Jakarta, Pahami.id —
Gubernur lampung Rahmat Mirzani Djausal bertujuan agar tidak ada jalan provinsi di wilayahnya yang berlubang sebelum arus puncak pulang Hari Raya 2026.
“Wilayah Lampung selalu menjadi fokus karena itu pintu masuk penduduk dari pulau jawa hingga sumatra. Oleh karena itu, pelayanan dan kesiapsiagaan kita harus dilakukan dengan sangat hati-hati, kata Rahmat di Bandarlampung, Selasa (17/2), seperti dikutip di antara.

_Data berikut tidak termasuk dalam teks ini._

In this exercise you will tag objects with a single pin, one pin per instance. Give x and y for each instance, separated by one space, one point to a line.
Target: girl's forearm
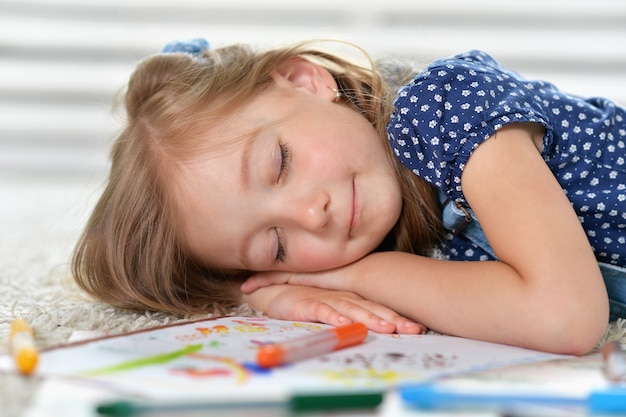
485 300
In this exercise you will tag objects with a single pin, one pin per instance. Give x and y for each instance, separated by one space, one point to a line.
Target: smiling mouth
355 209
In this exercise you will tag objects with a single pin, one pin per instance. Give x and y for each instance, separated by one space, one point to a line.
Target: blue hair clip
192 46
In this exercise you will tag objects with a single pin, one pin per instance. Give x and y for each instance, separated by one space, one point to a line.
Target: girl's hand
337 308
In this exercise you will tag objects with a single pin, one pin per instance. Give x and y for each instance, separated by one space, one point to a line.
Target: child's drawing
218 356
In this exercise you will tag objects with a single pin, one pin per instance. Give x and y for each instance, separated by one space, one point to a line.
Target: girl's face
309 188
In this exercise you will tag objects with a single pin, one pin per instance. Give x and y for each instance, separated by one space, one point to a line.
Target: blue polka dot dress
455 104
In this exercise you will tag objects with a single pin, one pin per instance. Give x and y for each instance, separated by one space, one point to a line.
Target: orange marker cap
349 335
270 355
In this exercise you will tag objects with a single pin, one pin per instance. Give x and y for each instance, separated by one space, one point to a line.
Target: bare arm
546 292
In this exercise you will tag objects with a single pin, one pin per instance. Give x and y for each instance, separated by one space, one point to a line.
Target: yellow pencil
23 346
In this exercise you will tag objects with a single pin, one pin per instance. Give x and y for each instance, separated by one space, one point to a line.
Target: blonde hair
130 253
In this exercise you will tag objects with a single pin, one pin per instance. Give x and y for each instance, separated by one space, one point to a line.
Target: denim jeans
463 221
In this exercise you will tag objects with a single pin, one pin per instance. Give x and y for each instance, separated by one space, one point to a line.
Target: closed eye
280 252
284 161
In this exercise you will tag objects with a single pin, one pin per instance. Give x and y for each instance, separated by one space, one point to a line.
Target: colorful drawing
217 357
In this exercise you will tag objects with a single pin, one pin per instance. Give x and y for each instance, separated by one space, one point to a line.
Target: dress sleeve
453 106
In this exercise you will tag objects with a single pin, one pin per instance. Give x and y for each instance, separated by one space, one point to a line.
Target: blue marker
429 397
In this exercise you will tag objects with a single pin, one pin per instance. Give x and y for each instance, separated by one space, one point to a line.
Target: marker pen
311 345
23 346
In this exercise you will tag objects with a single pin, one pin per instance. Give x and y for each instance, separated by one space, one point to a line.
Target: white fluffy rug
40 220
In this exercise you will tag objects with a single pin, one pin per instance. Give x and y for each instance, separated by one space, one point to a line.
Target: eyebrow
244 252
245 156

Menurut Rahmat, peningkatan mobilitas sepanjang masa transportasi Aidilfitri 2026 tetap harus diantisipasi dengan infrastruktur dan kesiapan sumber daya manusia yang baik. Oleh karena itu, pihaknya akan mempercepat perbaikan jalan nasional hingga kabupaten/kota melalui skema swakelola.

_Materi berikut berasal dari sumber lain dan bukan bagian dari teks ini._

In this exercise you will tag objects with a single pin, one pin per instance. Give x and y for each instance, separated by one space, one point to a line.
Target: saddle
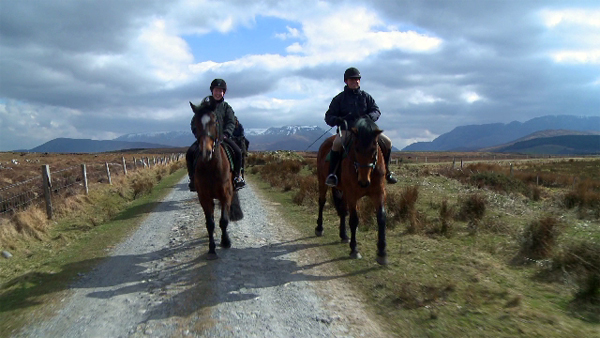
228 151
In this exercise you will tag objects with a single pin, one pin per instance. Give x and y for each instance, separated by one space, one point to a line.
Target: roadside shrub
585 195
539 238
472 208
141 184
307 190
32 222
446 214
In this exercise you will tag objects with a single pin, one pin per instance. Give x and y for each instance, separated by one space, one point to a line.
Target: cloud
106 68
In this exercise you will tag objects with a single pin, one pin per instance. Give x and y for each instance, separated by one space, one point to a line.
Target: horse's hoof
382 260
225 243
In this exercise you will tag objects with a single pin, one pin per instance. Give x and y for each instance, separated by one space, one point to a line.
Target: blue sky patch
257 39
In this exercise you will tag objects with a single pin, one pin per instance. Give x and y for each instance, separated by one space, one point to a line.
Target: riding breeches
237 156
384 141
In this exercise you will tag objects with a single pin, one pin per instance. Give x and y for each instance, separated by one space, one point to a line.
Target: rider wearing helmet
226 117
345 109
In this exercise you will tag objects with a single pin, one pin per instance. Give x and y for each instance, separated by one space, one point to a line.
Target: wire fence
69 181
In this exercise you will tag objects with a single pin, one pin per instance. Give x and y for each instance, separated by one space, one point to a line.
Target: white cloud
583 17
167 54
293 33
588 56
418 97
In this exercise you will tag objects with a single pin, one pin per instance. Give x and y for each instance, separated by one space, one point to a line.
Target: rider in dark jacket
226 118
345 109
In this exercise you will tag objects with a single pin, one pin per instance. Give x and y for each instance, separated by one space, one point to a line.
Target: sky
101 69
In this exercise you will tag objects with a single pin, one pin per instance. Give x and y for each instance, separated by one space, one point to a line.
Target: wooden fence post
108 173
84 175
47 182
124 165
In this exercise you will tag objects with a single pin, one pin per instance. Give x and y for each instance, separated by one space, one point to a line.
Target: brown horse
212 176
362 174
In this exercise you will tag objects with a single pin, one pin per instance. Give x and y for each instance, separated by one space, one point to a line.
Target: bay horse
212 176
362 174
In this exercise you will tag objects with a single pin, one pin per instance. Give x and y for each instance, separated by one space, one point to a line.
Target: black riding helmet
351 73
218 83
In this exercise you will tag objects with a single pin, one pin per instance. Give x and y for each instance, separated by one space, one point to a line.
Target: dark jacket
239 131
225 117
352 104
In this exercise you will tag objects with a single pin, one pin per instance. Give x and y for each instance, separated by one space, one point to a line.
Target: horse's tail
338 202
235 211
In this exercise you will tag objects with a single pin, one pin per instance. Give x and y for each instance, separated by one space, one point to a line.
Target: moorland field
479 244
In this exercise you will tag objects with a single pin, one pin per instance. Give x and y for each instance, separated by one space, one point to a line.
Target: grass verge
446 286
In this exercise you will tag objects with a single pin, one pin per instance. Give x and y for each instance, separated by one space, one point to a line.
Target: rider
225 114
240 139
347 107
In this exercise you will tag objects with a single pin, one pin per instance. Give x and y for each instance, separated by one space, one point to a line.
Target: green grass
40 273
458 285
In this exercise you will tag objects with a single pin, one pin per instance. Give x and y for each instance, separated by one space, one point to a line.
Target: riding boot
190 157
388 174
238 181
334 158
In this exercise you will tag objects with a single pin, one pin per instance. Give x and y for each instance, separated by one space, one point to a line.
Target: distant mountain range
69 145
544 135
295 138
477 137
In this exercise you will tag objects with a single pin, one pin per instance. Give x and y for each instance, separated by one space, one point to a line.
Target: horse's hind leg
223 223
208 207
342 211
353 226
381 253
322 200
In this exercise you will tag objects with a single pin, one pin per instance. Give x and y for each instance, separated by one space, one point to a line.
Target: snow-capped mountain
296 138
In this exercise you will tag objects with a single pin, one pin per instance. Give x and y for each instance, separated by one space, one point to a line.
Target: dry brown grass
539 237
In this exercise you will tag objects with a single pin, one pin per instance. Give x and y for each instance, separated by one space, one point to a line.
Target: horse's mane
366 129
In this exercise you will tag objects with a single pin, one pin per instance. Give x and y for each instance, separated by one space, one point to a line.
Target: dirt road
158 283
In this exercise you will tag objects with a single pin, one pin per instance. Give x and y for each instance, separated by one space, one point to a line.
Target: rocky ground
158 283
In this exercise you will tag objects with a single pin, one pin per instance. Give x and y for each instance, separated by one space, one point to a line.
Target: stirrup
391 179
331 181
239 183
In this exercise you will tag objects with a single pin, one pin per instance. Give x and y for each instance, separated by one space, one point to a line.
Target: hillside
556 145
474 137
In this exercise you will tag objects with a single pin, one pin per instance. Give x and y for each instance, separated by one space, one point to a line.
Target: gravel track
158 283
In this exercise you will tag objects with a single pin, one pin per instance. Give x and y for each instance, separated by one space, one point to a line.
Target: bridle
371 165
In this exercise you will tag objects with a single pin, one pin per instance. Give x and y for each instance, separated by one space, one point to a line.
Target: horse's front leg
381 253
208 206
322 197
223 223
353 226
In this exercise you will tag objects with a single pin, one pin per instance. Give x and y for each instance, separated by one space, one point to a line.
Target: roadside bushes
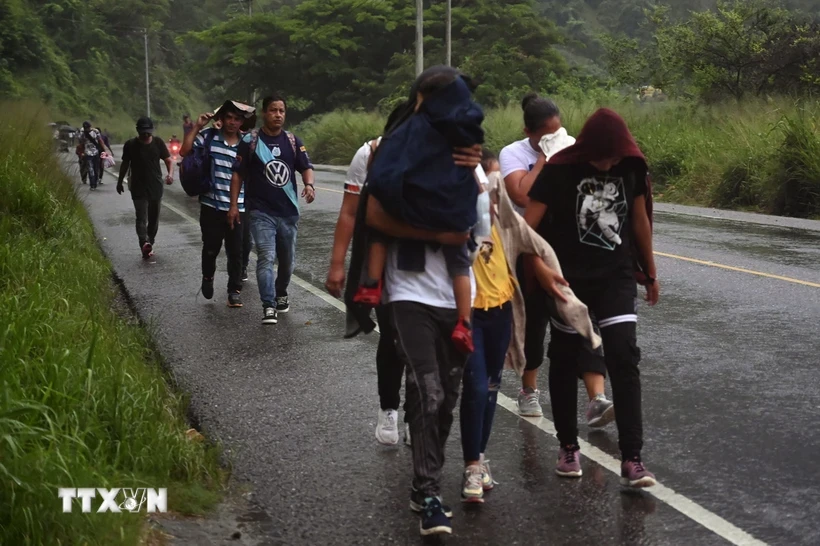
83 402
758 155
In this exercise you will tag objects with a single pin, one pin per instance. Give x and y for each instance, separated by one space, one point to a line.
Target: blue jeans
275 239
492 331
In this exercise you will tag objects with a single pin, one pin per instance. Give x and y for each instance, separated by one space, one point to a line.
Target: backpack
195 174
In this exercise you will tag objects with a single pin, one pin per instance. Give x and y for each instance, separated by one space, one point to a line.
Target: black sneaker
417 503
234 299
433 519
282 305
269 316
207 288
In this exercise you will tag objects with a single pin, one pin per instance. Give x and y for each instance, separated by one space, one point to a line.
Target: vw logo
277 173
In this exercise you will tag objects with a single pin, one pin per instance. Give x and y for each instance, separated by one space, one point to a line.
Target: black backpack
196 176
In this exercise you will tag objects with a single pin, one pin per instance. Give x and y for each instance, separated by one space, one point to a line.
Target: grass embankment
83 402
757 155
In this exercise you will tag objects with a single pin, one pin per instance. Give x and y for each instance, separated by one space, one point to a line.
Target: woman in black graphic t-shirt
592 197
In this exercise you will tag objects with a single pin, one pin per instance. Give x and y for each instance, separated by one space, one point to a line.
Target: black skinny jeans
613 304
147 219
215 229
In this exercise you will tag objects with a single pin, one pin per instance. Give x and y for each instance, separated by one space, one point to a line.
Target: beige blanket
519 238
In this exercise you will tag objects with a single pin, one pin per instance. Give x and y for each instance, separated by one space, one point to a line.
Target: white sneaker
387 431
528 404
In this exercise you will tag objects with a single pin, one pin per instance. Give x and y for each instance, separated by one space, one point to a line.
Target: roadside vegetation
758 154
83 399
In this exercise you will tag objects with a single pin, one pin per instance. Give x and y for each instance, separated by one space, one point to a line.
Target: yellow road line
739 269
696 261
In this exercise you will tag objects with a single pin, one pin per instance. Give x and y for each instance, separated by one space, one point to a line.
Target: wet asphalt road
730 369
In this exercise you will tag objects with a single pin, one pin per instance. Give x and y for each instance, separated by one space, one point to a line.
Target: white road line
682 504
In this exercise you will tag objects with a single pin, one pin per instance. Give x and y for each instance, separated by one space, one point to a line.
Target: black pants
613 308
147 219
389 367
215 229
246 242
538 307
434 370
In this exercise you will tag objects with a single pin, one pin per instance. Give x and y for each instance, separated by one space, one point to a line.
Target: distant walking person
142 155
92 146
222 145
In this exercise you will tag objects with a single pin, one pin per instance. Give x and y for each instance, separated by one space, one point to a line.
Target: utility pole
147 85
419 37
253 93
449 37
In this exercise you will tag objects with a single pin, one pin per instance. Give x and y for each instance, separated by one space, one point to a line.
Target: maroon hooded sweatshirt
605 135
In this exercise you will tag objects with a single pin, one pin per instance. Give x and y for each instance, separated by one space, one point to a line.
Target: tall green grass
759 155
83 402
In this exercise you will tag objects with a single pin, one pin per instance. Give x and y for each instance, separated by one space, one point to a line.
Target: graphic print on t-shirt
277 172
601 210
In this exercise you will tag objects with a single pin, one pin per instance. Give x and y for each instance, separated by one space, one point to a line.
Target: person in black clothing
590 203
143 155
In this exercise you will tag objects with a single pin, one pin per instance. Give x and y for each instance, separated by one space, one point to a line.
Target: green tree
328 54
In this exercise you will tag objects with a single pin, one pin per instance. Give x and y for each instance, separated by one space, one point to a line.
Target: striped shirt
222 158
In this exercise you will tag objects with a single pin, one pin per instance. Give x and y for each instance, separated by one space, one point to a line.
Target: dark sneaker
417 503
600 412
269 316
147 251
282 305
433 519
569 462
207 288
635 474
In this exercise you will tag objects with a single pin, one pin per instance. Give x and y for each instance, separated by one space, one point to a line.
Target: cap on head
145 125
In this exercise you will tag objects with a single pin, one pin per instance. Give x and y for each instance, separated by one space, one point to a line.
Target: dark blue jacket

“Pemprov Lampung menargetkan tidak ada lagi lubang di jalan provinsi sebelum puncak lalu lintas,” ujarnya.
Saat ini, 79,79 persen jalan provinsi di wilayah Lampung berstatus stabil.

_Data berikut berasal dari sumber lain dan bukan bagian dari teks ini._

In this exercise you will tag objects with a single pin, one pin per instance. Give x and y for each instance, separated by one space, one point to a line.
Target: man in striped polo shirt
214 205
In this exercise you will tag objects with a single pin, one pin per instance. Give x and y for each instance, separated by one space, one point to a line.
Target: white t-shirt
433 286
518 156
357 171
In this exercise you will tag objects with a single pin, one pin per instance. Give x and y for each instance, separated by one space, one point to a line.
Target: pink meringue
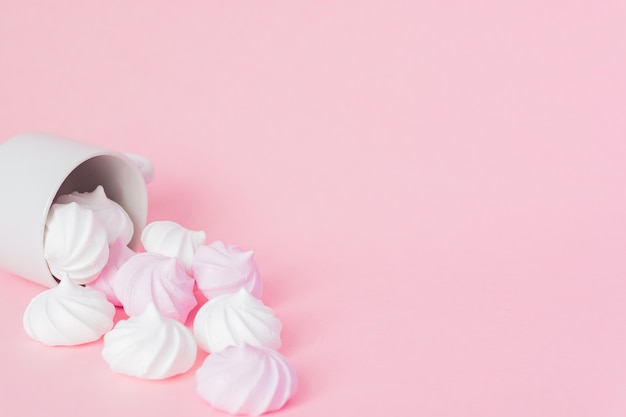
119 253
171 239
68 315
246 380
150 277
234 319
222 269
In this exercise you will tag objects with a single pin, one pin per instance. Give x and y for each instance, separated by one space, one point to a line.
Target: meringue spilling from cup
85 247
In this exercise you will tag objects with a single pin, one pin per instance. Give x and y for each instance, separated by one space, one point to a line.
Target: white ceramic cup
37 167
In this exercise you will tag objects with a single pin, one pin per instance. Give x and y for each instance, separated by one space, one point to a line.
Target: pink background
434 191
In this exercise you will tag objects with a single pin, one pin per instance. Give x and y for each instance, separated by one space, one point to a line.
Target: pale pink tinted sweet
246 380
150 277
221 269
119 253
171 239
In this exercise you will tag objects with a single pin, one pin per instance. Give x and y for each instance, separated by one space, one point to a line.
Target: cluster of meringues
85 246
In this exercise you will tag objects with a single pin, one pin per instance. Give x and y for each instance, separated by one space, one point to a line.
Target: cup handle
144 165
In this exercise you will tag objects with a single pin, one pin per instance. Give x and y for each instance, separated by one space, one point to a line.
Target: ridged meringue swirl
150 277
171 239
119 253
75 243
150 346
246 380
109 213
222 269
234 319
68 314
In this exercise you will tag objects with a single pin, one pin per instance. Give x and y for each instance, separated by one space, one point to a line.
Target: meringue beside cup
162 280
75 243
150 346
67 315
119 253
171 239
246 380
222 269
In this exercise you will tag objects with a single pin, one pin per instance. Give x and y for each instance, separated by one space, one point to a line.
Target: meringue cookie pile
85 246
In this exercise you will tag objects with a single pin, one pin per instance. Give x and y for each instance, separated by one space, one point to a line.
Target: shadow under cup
34 169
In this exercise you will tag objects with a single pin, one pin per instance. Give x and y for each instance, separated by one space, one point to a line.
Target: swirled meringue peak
246 380
75 243
234 319
150 346
110 214
171 239
68 314
150 277
119 253
222 269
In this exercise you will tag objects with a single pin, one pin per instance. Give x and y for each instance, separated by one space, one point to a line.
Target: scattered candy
75 243
246 380
162 280
219 269
67 315
85 242
171 239
150 346
235 319
119 253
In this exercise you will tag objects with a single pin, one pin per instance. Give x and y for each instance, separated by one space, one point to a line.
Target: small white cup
37 167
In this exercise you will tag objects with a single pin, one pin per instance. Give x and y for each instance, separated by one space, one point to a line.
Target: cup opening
121 181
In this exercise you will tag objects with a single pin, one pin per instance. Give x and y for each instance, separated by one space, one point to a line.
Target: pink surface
434 191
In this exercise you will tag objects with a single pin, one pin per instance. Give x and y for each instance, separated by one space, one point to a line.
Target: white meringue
150 346
109 213
171 239
150 277
68 314
220 269
75 243
234 319
119 253
246 380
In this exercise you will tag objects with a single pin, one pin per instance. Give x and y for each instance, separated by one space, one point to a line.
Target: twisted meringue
150 277
234 319
219 269
246 380
171 239
110 214
75 243
68 314
150 346
119 253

Oleh karena itu, kami berupaya memastikan infrastruktur dapat menunjang kelancaran pergerakan mudik, karena setiap musim mudik perhatian nasional tertuju ke Lampung, khususnya arus penyeberangan dari Pelabuhan Merak ke Pelabuhan Bakauheni atau sebaliknya, ujarnya.
Rahmat juga mengapresiasi kebijakan Work From Anywhere (WFA), libur sekolah, dan libur kolektif yang diterapkan pemerintah pusat. Pasalnya, kebijakan ini dapat membantu memperlancar perjalanan dan mengurangi kepadatan arus mudik ke kampung halaman pada Idulfitri 2026.
“Kami juga mengapresiasi berbagai kebijakan pemerintah pusat yang berpihak pada rakyat, mulai dari diskon angkutan udara dan kereta api, diskon tarif tol, hingga program pulang kampung gratis. Kebijakan ini juga diharapkan dapat meningkatkan mobilitas masyarakat saat Hari Raya tahun ini. Jadi pemerintah provinsi akan berusaha membantu, salah satunya dengan menyediakan infrastruktur yang baik,” ujarnya.